Les vautours vont-ils devenir le nouveau cauchemar des éleveurs en Occitanie? Pour certains d'entre eux, c'est déjà le cas depuis plusieurs jours. Claire Vieilledent est éleveuse de bovins et propriétaire de juments de traits dans le sud Aveyron. Jeudi 13 mai, elle fait une découverte particulièrement traumatisante dans son champ: sa jument, mourante, entourée de vautours, alors qu'elle était jusqu'ici en pleine forme, comme elle l'a expliqué dans les colonnes de France 3 Occitanie:

"Une autopsie a été menée, mandatée par la DDT (Direction départementale des territoires) et qui a avéré que ma jument est décédée suite aux ruptures des artères utérines. Qu'elle a été saignée en fait (...) et qu'au moment où elle est morte, c'était bien les vautours qui l'avaient consommée".

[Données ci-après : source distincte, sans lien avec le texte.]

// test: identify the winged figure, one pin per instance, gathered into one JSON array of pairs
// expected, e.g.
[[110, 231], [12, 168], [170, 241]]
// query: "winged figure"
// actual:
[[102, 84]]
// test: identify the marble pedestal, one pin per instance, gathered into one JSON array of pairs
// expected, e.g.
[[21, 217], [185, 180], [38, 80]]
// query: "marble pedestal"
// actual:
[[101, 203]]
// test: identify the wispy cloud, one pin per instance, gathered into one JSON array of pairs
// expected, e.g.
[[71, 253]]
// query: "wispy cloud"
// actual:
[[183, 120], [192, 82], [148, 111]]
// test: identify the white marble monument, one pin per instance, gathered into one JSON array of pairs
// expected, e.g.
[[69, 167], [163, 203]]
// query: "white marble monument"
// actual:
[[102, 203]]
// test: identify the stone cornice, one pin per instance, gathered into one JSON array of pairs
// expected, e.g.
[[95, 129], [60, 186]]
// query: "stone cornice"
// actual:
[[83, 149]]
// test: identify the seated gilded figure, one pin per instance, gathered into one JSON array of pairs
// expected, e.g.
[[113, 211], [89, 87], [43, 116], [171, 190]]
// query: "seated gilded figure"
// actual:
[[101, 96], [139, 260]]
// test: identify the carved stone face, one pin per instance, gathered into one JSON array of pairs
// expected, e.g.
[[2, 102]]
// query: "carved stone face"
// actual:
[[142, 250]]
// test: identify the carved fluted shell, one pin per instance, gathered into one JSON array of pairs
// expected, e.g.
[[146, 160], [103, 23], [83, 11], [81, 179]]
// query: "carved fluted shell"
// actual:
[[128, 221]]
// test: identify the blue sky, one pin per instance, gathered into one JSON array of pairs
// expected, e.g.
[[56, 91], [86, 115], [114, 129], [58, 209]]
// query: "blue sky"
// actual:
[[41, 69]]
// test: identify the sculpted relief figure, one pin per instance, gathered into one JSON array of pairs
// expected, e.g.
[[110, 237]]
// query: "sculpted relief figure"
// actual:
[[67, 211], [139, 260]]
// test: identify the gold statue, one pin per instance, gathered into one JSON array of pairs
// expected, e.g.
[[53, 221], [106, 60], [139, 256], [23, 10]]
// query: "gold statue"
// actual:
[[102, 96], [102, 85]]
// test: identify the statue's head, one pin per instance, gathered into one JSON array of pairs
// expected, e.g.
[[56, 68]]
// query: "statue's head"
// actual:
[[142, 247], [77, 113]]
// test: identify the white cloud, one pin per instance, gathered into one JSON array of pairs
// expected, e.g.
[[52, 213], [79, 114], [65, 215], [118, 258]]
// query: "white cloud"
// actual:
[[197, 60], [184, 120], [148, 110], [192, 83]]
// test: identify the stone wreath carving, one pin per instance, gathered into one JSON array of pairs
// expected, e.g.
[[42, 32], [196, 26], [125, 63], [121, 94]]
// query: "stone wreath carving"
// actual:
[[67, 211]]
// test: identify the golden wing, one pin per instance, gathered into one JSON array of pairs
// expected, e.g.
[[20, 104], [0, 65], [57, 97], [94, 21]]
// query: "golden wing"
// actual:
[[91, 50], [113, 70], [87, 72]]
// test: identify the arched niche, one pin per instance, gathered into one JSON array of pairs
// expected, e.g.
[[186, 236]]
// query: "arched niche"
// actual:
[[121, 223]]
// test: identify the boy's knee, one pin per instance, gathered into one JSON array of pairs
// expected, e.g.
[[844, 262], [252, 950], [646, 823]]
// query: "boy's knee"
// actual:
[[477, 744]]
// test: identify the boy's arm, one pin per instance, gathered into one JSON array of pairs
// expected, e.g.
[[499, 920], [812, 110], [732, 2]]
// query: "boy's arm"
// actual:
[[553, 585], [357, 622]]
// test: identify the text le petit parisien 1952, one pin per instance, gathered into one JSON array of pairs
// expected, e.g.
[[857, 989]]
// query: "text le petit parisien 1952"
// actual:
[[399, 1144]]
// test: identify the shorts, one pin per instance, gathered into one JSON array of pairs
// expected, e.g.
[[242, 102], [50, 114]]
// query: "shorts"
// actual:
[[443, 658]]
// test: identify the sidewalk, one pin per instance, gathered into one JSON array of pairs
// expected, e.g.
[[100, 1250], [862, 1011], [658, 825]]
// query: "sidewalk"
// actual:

Au moins quatre attaques en une semaine

Une macabre découverte qui résonne avec l'expérience d'autres éleveurs dans la région. Les syndicats agricoles des Jeunes Agriculteurs et de la FDSEA ont recensé douze animaux vivants tués par des vautours depuis le début de l'année, et au moins quatre rien que la semaine dernière. Jean-Pierre Grandin fait partie lui aussi des éleveurs touchés:

"Je travaillais sur la propriété lorsque j’ai vu arriver un vol d’énormes oiseaux. Ceux-ci se sont abattus sur le pré où l’une de mes vaches avait mis bas. Aussitôt j’ai vu que les oiseaux s’en prenaient au veau et à la vache. J’ai immédiatement couru dans mon pré pour effrayer ces oiseaux, j’ai vu qu’il s’agissait de vautours. Je n’ai rien pu faire, j’ai même été attaqué par deux vautours. J’ai eu vraiment très peur. Devant une telle chose, je suis resté impuissant" a-t-il déploré auprès de La Depêche.

En dix-huit ans d'agriculture, c'est la première fois que Jean-Pierre Grandin voit une chose pareille arriver et aujourd'hui, il estime son préjudice aux alentours de 3000 euros. Une somme qui n'est pas couverte par son assurance, car le vautour est une espèce protégée. C'est cette situation que veulent à tout prix faire évoluer les éleveurs de la région, alors que des attaques de ce type avaient déjà été recensées dans d'autres régions de France par le passé.

Après une manifestation devant la DDT (Direction départementale des territoires), à Rodez ce lundi 17 mai, les syndicats agricoles demandent un soutien financier de l'État en cas d'attaque, et la régulation de la population de vautours sur le territoire. Une solution que les associations de défense des oiseaux dénoncent, la LPO (Ligue de protection des oiseaux) a par ailleurs décidé de mettre en place "une médiation" pour recueillir les témoignages des éleveurs concernés. Un numéro d’appel d'urgence a également été mis en place par l’État.